Johnson College offers associate’s degrees in health and animal sciences, construction and electronics. Or there’s “mechatronics,” which trains students to work with electronic devices, fabrication technology, electro-mechanical systems and industry 4.0—smart factories and the engineering that keeps them going.

That includes automation and robotics.

“It’s the future of manufacturing, the future of industry,” Burke said. Companies “need high-skilled workers.”

Industrial jobs can be done by men or women, he said. “One hundred percent.”

Opportunities for all

Access to college—including two-year schools—correlates strongly with better health, better jobs (many jobs require a college degree just to get in the door), and more money in the long run, Quaintance said. “It’s an economic driver. You see greater skill levels.”

He highlighted the Sullivan Promise scholarship, which offers county residents with a high school diploma or GED the chance to receive free tuition and free fees at SUNY Sullivan.

Two-year schools are also about the future of work. Burke said that in the course of his job, he has toured many industries. “The technology these companies use is amazing.”

While students want to learn, the distances involved can cause problems. Johnson offers a distance learning program—classes can be taken at home, or partly at home. Technology offers possibilities: special headsets can let a distance-learning student follow what’s going on under a car’s hood.

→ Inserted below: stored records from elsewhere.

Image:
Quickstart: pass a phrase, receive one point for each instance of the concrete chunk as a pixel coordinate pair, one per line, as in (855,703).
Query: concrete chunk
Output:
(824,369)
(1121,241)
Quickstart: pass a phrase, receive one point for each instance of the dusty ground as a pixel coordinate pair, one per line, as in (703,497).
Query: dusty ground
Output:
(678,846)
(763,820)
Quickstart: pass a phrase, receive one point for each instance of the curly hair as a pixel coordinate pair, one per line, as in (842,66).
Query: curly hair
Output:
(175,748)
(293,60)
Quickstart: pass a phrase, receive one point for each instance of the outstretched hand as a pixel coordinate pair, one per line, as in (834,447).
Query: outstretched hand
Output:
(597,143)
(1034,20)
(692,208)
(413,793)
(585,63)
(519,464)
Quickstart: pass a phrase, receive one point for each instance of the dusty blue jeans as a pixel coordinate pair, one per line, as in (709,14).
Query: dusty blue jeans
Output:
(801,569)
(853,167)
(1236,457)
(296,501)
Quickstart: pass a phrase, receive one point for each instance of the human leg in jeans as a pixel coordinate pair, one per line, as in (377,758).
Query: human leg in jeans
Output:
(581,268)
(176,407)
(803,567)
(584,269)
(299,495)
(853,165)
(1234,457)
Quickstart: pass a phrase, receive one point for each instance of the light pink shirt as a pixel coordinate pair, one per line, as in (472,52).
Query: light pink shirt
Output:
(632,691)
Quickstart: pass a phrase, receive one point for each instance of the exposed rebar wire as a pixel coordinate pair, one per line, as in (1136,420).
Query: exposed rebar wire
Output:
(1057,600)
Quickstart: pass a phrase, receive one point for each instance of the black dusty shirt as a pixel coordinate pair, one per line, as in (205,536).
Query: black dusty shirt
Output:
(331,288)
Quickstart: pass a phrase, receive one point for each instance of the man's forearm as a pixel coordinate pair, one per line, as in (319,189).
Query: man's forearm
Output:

Lab work, though, can involve equipment that’s not readily available. So Johnson just received a grant to partner with local school districts. It’s a distance-learning program that takes advantage of schools’ equipment. For example, “there’s welding at Wallenpaupack,” Burke said. (The college also offers early-college programs open to high school students.)

Johnson is also putting together two mobile trailers that will bring specialized equipment to students in Wayne or Pike. One trailer will focus on STEM [science, technology, engineering and math], and one will be dedicated to the building trades.

“We can bring our labs right to those areas,” he said.

Problems remain

“Since the mid-’70s, state and local government investment has decreased,” Quaintance said. The student loan industry has stepped in, and college debt, according to the Brookings Institution, is now the second-largest source of household debt after mortgages.

Investing in two-year programs would improve health outcomes, economic outcomes, could keep young people from leaving, Quaintance said.

At the student level, “money and time can be a barrier,” Burke said. Students “may think ‘I can’t afford it.’ They should talk to us.”

Final analysis

Community colleges are “the best way to lead to improved lives,” Quaintance said. “If we’re going to access all the benefits… healthier communities, driving down the cost of health care, we have to start with access to higher education.”